We know that you’ve had a long day, because….kids. If you were unable to escape the confines of the house, you haven’t had a conversation more adult than quoting Disney classics or trying to decipher your 1-year-old’s nods and grunts. We feel honored that you want to tell us about your day and brag on the kids’ accomplishments from the day or trust us enough to unload the ways they might have fallen short.
No need to tell us you are fine if you aren’t fine. We care about the fact that our boy skinned his knee riding his bike, but he almost has the no-training-wheels thing down to a science. We want to see how our daughter lined up all of her stuffed animals by color because she is so proud of herself. But we also want to know that you had to peel her off of the germ-covered floor in Target because she had a meltdown after dropping the popcorn that you only bought her so she might let you shop the dollar bins in peace for five minutes. We’re here for you. We are on your team.
Side note: Fellas, if you are reading this and your wife stays at home, you should be making your best effort to speak her language. If not, get a book about it or call me. I will personally help you stop acting like a Neanderthal. She needs you on this one.
6. We need you to speak our language too.
After you tell us about your day, or as we are interrupted while you attempt to tell us because our 4-year-old is staaarrrviiinnng and just can’t wait five more minutes, we need to take a breath.

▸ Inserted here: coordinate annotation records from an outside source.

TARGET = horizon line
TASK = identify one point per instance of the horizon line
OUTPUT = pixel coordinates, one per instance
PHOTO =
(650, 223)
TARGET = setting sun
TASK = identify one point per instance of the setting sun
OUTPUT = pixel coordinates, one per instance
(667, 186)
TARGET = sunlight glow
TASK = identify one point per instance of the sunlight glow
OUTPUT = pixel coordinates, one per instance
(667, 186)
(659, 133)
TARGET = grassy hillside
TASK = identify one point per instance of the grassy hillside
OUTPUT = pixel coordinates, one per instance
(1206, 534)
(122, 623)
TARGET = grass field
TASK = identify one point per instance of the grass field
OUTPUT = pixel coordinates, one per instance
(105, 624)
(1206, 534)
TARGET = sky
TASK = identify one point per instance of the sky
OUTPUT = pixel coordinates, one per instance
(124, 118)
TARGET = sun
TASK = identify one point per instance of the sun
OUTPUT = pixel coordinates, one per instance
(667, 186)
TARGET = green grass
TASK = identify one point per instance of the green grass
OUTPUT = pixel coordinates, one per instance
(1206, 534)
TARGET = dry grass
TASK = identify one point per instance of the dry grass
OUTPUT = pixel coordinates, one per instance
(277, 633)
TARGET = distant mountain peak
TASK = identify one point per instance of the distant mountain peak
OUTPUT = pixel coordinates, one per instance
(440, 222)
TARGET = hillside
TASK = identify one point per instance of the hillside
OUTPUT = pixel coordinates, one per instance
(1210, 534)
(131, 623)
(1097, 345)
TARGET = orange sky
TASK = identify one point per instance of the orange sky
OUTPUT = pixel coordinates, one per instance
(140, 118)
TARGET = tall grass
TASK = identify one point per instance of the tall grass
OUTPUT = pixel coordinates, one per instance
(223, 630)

It is hard to transition from our work mindset to playing with the kids. For some, it is almost impossible to compartmentalize our job stress when we are bombarded before we get out of our car with how that jerk had the nerve to cut you off in the Kroger parking lot and stole the last space in the Mothers With Small Children section.
We aren’t diminishing your feelings or trying to put you on hold. I promise that every detail of what you have had to deal with today is meaningful to us. Just try to remember that we are shifting major gears here and might need a minute to pump the breaks (and occasionally just flat-out need one of those emergency runaway truck ramps).
I’ll admit that sometimes when my husband would go off to work in those later days of my maternity leave, I was a little jealous. It seemed like he got to go on some glamorous day trip to a land of adults where intelligent conversation and hot coffee actually existed.
Now that I am the one out of the house all day, I see the look of desperation on his face some days when I get home. I know what that look means, and I know that he needs me to listen — to really hear him. But he gets me too.
Starting this new job hasn’t been much of what I had expected. As a borderline neurotic Type-A personality, I need to be prepared and feel like I am ready for anything. The last three days I have come home so mentally exhausted that it was all I could do to smile, squeeze my kids, and attempt to emphatically respond to the endless stories of how much fun they had exploring our new city. All I could think of is how much I wanted to just crawl into bed and pretend the day hadn’t happened. I needed a do-over.
We all need do-overs some days. What will get us from one redo to the next is the ability to rely on each other, to be transparent, and to help to pick each other up when we were knocked down by a bad meeting, a or that time our kid told the lady in the grocery line in front of us that he just farted.
This is real life, and it is messy. We need each other.
So stay-at-home moms and dads, keep killing it. You are some of the strongest people alive. We are here to support you. If you can, do your best to dust us off once in a while, too, because we miss you and we need you. We really do.